I was unprepared for the fact that I now need to live forever. I can never die, not even of old age, because I need to be around to make sure she is safe.
I was unprepared for the loneliness.
I was unprepared for the depression.
I was unprepared for the elation when she does something new.
I was unprepared for the fact that the cliché, ‘love needs no words’ was true. Sas is semi-verbal, in the sense that she can tell me what she wants, and ask me to do something, but that’s about it. Her senses are heightened, so she hears louder, speaks louder, notices things visually and olfactorily that we would not and certain fabrics can make her absolutely miserable. But this also means that she hugs harder and loves harder, and her hugs are legendary. She is more in every way.
I was unprepared for the fact that my daughter would be able to listen to a song for the first time and play it on the piano seconds later. I was unprepared for her beautiful singing voice. She did not get these skills from me or from her dad that’s for sure.

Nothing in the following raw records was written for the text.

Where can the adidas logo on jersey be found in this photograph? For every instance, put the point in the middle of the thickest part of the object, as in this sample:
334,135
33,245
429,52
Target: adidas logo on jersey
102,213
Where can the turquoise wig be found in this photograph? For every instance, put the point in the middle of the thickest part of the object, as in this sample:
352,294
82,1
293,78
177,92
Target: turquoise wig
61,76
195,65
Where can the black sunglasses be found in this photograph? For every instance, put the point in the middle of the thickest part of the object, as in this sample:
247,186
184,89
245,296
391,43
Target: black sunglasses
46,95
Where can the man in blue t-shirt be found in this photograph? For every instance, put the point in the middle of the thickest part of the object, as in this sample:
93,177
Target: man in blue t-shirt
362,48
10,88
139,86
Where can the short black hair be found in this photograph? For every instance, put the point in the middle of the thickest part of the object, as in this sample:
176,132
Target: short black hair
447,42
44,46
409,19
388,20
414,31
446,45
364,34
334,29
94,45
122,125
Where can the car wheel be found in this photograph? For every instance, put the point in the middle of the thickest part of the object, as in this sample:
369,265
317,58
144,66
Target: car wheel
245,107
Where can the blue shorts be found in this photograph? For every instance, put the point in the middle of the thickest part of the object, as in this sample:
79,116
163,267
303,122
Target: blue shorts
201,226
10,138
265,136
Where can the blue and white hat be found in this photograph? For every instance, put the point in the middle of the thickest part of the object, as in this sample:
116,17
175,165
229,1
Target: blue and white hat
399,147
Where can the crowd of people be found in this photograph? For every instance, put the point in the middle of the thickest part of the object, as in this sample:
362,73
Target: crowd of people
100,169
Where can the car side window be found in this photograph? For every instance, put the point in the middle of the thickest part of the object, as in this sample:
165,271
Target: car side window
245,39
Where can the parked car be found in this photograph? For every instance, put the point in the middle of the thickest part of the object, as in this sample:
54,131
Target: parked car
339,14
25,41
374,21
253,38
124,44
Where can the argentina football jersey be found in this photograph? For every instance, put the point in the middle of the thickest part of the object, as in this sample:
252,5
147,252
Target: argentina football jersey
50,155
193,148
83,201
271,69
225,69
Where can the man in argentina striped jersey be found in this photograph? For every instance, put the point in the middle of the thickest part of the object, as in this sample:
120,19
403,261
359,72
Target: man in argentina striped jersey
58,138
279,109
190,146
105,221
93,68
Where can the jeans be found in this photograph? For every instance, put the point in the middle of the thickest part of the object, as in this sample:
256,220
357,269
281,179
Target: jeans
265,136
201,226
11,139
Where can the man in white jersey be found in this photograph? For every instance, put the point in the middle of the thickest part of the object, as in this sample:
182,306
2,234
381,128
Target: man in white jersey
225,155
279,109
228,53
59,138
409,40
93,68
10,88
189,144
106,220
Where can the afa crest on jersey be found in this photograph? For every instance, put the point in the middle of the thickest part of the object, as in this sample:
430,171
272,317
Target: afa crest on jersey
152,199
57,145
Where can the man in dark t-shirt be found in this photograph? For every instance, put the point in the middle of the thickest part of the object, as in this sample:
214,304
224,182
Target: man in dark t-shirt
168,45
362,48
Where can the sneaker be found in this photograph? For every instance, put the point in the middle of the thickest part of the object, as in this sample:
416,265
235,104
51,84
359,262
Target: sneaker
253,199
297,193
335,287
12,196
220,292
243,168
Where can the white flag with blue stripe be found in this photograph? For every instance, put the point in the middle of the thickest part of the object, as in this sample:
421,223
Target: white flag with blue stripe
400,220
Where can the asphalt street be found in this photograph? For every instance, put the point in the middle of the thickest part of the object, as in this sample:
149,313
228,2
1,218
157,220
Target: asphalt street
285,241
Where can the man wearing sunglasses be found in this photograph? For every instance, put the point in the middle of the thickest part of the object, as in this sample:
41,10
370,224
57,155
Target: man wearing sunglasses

I was unprepared for the fact that moving from an invisible disability to a visible one was actually a bit better. Sas has more and more extreme stims as she is getting older. She flaps her hands like a bird that wants to fly away, and she makes some noises as she’s stimming. Before, when they were less frequent, people would stare in disgust when she would suddenly do it. Now, it’s like people do not want to look at us because they are aware that she’s different. I’m fine with that.
I was unprepared for the way she has made me a better person, who does not see things in black or white anymore and who feels real compassion for others.
I was unprepared for how she united us as a family and how strong the bond between the three of us is. We know we need each other, and we remember that every single day.
I was unprepared for the kindness people have shown. On some days, it’s obliterated by the nastiness some bullies dish out, but in general, people have been good and kind and want to help.
I am prepared for the long fight ahead. To fight for what is best for her, to make people understand and to make sure that she is happy and safe. That’s all I can do is a mother.”
What is autism?
Autism, or autism spectrum disorder (ASD), refers to a broad range of conditions characterised by challenges with social skills, repetitive behaviours, speech and nonverbal communication. Because autism is a spectrum disorder, each person with autism has a distinct set of strengths and challenges. Signs of autism usually appear by age two or three, sometimes even earlier. Research shows that early intervention leads to positive outcomes later in life for people with autism.